Líbrenme de equiparar los más refinados actos de perversidad con caídas nocturnas en tentaciones que se dio en tachar de comprensibles, aunque todas estén grabadas en las mismas Tablas. Pero Marty y Rust son discretos ingenieros de infamias que después se tapan la nariz cuando el delito incluye cobertura de suciedad. En el caso de Marty, resulta sangrante que se haga cruces ante el mercado de la carne femenina solo cuando hay bragas sucias a la vista; aceptar los cuerpos de muchachas desorientadas sin relación mercantil alguna, con su mujer, hijas y espaguetis esperándolo en casa, no le provoca insomnio.

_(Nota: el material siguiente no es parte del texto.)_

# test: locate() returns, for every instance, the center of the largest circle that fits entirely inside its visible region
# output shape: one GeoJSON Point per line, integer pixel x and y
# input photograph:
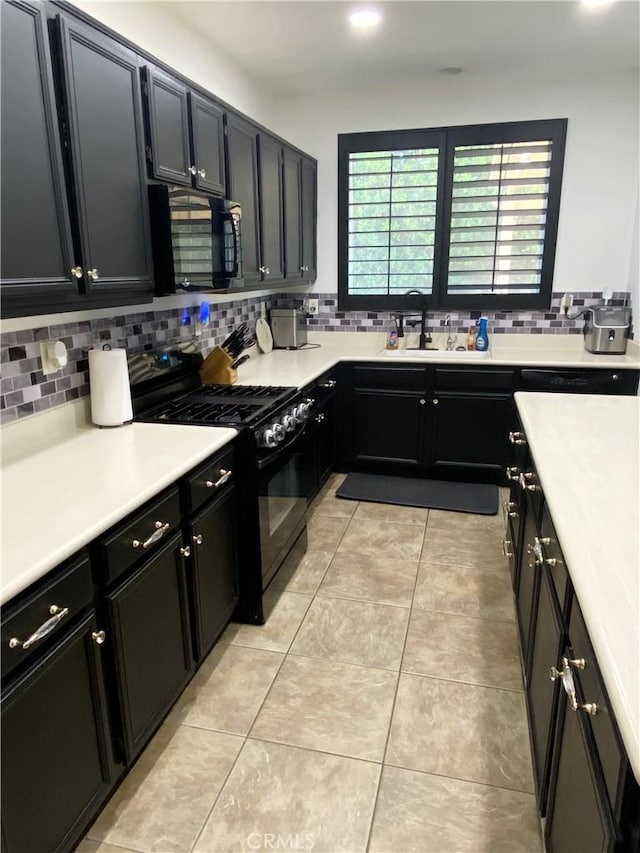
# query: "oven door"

Rust siembra dolor allá por donde pisa; el depauperado entre miles es consciente solo de su sufrimiento privado. Al tiempo que repudia la inmoralidad (por mucho que lo disfrace de aversión biológica a lo feo), se concede sus indulgencias en su periplo de justiciero. Como ha sufrido lo que nadie debería, tiene derecho a forjar relaciones que luego deja agonizando o a colmar brutalmente la frustración erótica de la esposa de su amigo. Después, maldice un mundo que él no contribuye a hacer mucho más limpio.

Fragilidad seductora

Poco a poco se me fueron antojando siluetas más que lastimosas, de una fragilidad seductora, que es la de todos. En Rust ha calado una religión con detestables tropezones que ha sido emblema de muchas Iglesias anglosajonas. Se cree el más furibundo de los ateos, pero en realidad es un señalador de ‘La letra escarlata’. Le disgusta que Dios sostenga una creación tan llena de taras, albergue de monstruos, de residuos. Mira ceñudo a los granjeros evangélicos que dan gloria a Dios en una plegaria de fachada, rica en llantos y limosnas reparadoras que sustituyen a la contrición.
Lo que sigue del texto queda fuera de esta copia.